ElasticSearch searching with hyphen inside a word

Sensini picture Sensini · Jul 8, 2015 · Viewed 14.2k times · Source

I would like to ask for a help. I want to search for a words inside the Title and Content. Here is the structure

'body' => array(
  'mappings' => array(
    'myindex' => array(
      '_source' => array(
        'enabled' => true
      ),
      'properties' => array(
        'Title' => array(
          'type'  => 'string',
          'fields'=> array(
            'raw' => array(
               'type'  => 'string',
               'index' => 'not_analyzed'
              )
            )
          ),
          'Content' => array(
            'type'  => 'string'
          ),
          'Image' => array(
             type'      => 'string',
             'analyzer'  => 'standard'
         )
       )
     )
   )
 )

And the query string looks like this, where I want so search for "15-g" inside a text like "15-game":

"query" : {
  "query_string": {
    "query": "*15-g*",
    "fields": [ "Title", "Content" ]
  }
}

Please accept my apologize if I duplicate the question but I cannot find out what's going on and why it does not return any results.

I've already had a look at:

ElasticSearch - Searching with hyphens

ElasticSearch - Searching with hyphens in name

ElasticSearch - Searching with hyphens in name

But I can't make to work that with me.

What is really interesting is that if I search for "15 - g" (15space-spaceg) it returns the result.

Thank you so much in advance!

Answer

Andrei Stefan picture Andrei Stefan · Jul 9, 2015

Add a .raw field to your Content as well and make the search on the .raw fields:

{
  "query": {
    "query_string": {
      "query": "*15-g*",
      "fields": [
        "Title.raw",
        "Content.raw"
      ]
    }
  }
}

Anywhere you have a space in the text you want to search and you want that space to match your fields, it needs to be escaped (with \).

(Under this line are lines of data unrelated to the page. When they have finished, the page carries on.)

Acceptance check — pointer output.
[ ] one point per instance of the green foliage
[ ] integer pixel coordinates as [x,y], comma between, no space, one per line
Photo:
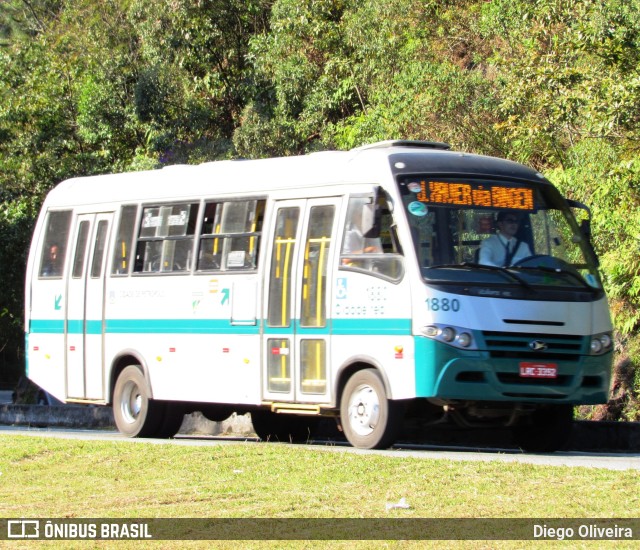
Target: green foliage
[16,219]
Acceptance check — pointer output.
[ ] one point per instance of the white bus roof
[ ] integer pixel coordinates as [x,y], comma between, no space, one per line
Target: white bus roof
[367,164]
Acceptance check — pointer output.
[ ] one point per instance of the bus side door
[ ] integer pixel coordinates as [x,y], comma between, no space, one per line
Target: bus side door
[85,308]
[297,330]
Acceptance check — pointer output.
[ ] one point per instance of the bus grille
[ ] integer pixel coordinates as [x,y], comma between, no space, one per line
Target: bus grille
[510,345]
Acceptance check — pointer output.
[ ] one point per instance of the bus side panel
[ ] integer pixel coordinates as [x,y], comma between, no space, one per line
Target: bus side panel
[181,327]
[372,323]
[44,323]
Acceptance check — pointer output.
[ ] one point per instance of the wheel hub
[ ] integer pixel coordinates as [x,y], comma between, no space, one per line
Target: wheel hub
[364,410]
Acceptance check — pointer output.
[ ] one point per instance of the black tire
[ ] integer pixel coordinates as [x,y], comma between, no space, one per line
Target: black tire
[369,420]
[284,428]
[135,413]
[545,430]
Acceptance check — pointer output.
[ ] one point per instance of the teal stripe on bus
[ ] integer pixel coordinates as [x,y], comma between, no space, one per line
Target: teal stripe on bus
[46,326]
[219,326]
[177,326]
[371,326]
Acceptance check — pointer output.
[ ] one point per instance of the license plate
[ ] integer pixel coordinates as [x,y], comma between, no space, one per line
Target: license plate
[538,370]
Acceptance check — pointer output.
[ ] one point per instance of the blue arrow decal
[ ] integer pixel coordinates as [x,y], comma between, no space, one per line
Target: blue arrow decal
[225,296]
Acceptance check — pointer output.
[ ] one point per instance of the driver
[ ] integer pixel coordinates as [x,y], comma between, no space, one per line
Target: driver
[504,248]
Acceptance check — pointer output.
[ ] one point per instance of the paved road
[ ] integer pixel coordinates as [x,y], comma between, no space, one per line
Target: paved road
[609,461]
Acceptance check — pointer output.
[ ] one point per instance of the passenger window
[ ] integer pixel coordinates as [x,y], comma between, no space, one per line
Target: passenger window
[81,250]
[99,248]
[230,235]
[165,243]
[54,248]
[122,249]
[370,242]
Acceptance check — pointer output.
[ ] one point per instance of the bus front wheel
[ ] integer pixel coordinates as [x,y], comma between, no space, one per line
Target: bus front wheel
[369,420]
[135,413]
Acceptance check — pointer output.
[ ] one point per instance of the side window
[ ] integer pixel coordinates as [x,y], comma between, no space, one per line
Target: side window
[99,249]
[165,241]
[230,235]
[81,250]
[54,249]
[122,249]
[370,241]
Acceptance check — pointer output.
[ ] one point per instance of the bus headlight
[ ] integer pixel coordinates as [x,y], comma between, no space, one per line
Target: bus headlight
[464,339]
[454,336]
[600,343]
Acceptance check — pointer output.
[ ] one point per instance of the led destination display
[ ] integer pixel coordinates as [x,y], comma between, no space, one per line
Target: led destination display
[473,194]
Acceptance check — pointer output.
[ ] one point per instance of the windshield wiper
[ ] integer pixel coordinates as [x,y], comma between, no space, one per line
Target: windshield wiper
[501,270]
[558,271]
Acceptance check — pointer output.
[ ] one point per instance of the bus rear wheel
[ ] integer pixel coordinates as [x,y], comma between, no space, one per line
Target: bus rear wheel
[135,413]
[369,420]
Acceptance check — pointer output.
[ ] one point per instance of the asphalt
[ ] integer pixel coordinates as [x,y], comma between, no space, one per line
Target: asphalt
[587,436]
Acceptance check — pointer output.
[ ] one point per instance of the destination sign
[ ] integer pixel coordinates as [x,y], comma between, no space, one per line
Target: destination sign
[473,194]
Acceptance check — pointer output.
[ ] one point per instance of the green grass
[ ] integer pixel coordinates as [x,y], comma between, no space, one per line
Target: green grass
[58,478]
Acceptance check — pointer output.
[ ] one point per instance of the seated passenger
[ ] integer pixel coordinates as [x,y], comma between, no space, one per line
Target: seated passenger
[504,248]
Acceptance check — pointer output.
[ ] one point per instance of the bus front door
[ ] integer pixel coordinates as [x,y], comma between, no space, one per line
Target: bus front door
[297,331]
[85,308]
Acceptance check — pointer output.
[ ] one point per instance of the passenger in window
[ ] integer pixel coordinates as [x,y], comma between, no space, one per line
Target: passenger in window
[51,266]
[504,248]
[355,241]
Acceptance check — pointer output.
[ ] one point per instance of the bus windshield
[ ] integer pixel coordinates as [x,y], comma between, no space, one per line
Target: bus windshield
[495,232]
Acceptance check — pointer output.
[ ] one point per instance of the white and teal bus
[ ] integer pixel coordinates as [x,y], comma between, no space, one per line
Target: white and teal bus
[351,284]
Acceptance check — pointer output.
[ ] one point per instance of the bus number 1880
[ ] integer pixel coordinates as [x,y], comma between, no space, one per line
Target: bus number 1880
[443,304]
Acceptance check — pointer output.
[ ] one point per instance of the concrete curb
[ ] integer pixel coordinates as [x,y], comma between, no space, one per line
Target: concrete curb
[587,436]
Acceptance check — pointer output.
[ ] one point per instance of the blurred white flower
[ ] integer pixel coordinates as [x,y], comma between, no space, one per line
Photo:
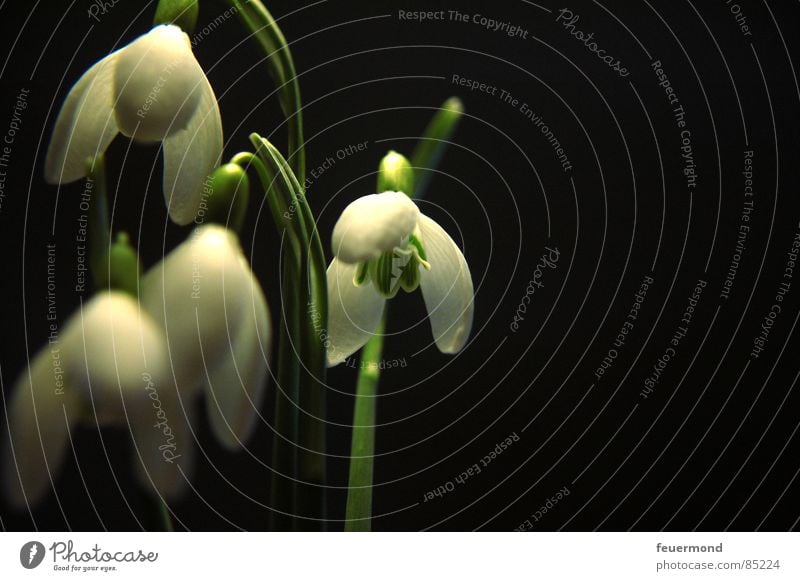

Also, anytime you have upper case letter and wildcards and you want to match like that with the .raw fields you need to set lowercase_expanded_terms to false, because by default that setting is true and it will lowercase the search string (it will search for laptop - black):

{
  "query": {
    "query_string": {
      "query": "*Laptop\\ -\\ Black*",
      "lowercase_expanded_terms": false, 
      "fields": [
        "Title.raw",
        "Content.raw"
      ]
    }
  }
}